Researchers propose SeRIn (Segregate, Refine, Integrate), a multimodal language model fusion scheme that separates modality-specific refinement from cross-modal interaction via distinct architectural pathways. The design defers full cross-modal interaction to a final prediction step, with ablations showing structured interaction rather than added capacity drives performance gains. SeRIn achieves state-of-the-art results on CH-SIMS and CMU-MOSEI benchmarks, and exhibits emergent modality reweighting under visual corruption without explicit supervision.
Researchers introduce the Robust Dual-Signal (RDS) Fusion framework, a hybrid neuro-symbolic architecture that compresses Chain-of-Thought reasoning without supervised fine-tuning for irony and sarcasm detection in social media text. Evaluated on TweetEval (N=734) and iSarcasm, the zero-shot system matches fine-tuned BERTweet performance and outperforms supervised SemEval transformer ensembles on the imbalanced iSarcasm dataset. A statistical ablation shows that only the full concurrent fusion of all three signals yields a validated improvement, with individual components providing no significant standalone gain.

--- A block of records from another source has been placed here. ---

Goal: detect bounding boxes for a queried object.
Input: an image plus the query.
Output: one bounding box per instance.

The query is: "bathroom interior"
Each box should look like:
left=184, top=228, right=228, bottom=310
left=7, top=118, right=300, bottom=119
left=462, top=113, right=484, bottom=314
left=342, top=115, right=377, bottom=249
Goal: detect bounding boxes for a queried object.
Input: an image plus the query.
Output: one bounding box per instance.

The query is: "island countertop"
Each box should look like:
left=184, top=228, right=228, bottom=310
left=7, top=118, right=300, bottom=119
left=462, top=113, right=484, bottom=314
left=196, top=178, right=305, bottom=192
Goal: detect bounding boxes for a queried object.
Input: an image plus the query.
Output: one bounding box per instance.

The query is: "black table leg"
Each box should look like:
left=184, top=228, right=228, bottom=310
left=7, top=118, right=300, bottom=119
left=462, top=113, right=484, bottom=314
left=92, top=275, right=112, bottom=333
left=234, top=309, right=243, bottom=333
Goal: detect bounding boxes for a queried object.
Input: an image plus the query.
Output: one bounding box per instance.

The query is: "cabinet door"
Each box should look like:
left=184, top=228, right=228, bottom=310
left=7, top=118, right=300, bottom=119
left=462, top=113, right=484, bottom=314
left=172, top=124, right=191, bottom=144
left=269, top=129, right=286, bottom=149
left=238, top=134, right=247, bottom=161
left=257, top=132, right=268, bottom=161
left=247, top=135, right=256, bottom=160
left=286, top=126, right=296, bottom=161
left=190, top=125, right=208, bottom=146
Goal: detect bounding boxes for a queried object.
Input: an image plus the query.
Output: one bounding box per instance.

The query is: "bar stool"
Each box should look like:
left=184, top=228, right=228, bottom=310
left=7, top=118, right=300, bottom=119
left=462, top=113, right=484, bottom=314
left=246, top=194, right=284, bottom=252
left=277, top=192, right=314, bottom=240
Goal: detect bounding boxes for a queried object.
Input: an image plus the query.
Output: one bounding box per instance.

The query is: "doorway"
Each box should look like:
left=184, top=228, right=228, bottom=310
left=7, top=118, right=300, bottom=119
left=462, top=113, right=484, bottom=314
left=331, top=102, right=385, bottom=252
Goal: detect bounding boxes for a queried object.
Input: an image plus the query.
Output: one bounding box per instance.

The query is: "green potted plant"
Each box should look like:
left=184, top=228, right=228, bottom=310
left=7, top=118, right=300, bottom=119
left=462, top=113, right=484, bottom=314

Researchers propose a masked multimodal speech synthesis framework that jointly trains on surface electromyography (sEMG) and video-based lipreading signals using modality masking to improve robustness to sensor failure or degradation. In multispeaker settings, the approach reduces word error rate by up to 14 absolute percentage points over the strongest unimodal baseline. Masking strategies outperform degradation-specific data augmentation for handling missing modalities, with phone-level analysis revealing complementary contributions across vowels and consonant groups.
Hugging Face's Sentence Transformers library has added support for multimodal embedding and reranking models, enabling joint text-image (and potentially other modality) representations within a unified framework. The update extends the library's existing text-focused embedding capabilities to handle cross-modal retrieval and reranking tasks. This lowers the barrier for practitioners building multimodal search and RAG pipelines using open-weights models.
Hugging Face published a blog post detailing how to train and finetune multimodal embedding and reranker models using the Sentence Transformers library. The post covers techniques for building models that can jointly embed text and images for retrieval and reranking tasks. This represents an extension of the Sentence Transformers ecosystem into multimodal territory, enabling practitioners to build cross-modal search and ranking systems.
This paper identifies a 'carrier sensitivity' problem in Vision-Language Models (VLMs), where replacing textual queries with rendered-image equivalents causes significant performance degradation due to asymmetric roles of text and images in training data. The authors propose Local Modality Substitution (LoMo), a data curation paradigm that reformulates single-modality prompts into interleaved multimodal sequences by dynamically rendering text spans as images, enforcing cross-modal representational invariance. Evaluated across 13 multimodal benchmarks, LoMo improves over standard supervised fine-tuning by 2.67 points on LLaVA-OneVision-1.5-8B and 2.82 points on Qwen3.5-9B. The approach is architecture-agnostic and lightweight, requiring no changes to model architecture.
Researchers introduce FusionRS, the first large-scale dataset pairing RGB and infrared remote sensing images with both conventional and IR-aware text captions, designed to support dual-modal vision-language learning. The dataset is constructed by translating public RGB remote sensing images into infrared-style counterparts using image translation. Using FusionRS, the authors train CLIP-style alignment models and fine-tune generative VLMs, demonstrating improvements in RGB-IR alignment, infrared-to-text retrieval, and dual-modal captioning over RGB-only baselines. The work addresses a gap in multimodal remote sensing foundation models by providing modality-specific textual supervision for infrared imagery.
Researchers from GAIR Lab propose Light-MER, a lightweight framework for multimodal emotion recognition (MER) that uses knowledge distillation to transfer capabilities from large teacher models (7B+) to sub-1B student models. Two novel optimization strategies are introduced: an optimal transport loss combining Sliced Wasserstein Distance with hidden-state alignment, and a multi-reward optimization strategy based on GRPO. Experiments across nine benchmark datasets show Light-MER achieves state-of-the-art performance with substantially improved inference efficiency, challenging the assumption that large models are necessary for high-quality MER.
Researchers propose ST-Merge, a framework for adaptively merging a multilingual model and a reasoning model using a gated cross-attention mechanism that weights each source model's contribution based on input characteristics. The approach addresses the limitation of static one-size-fits-all merging strategies that fail to resolve conflicts between source models. Experiments across 21 languages on four multilingual reasoning benchmarks show consistent improvements over strong baselines.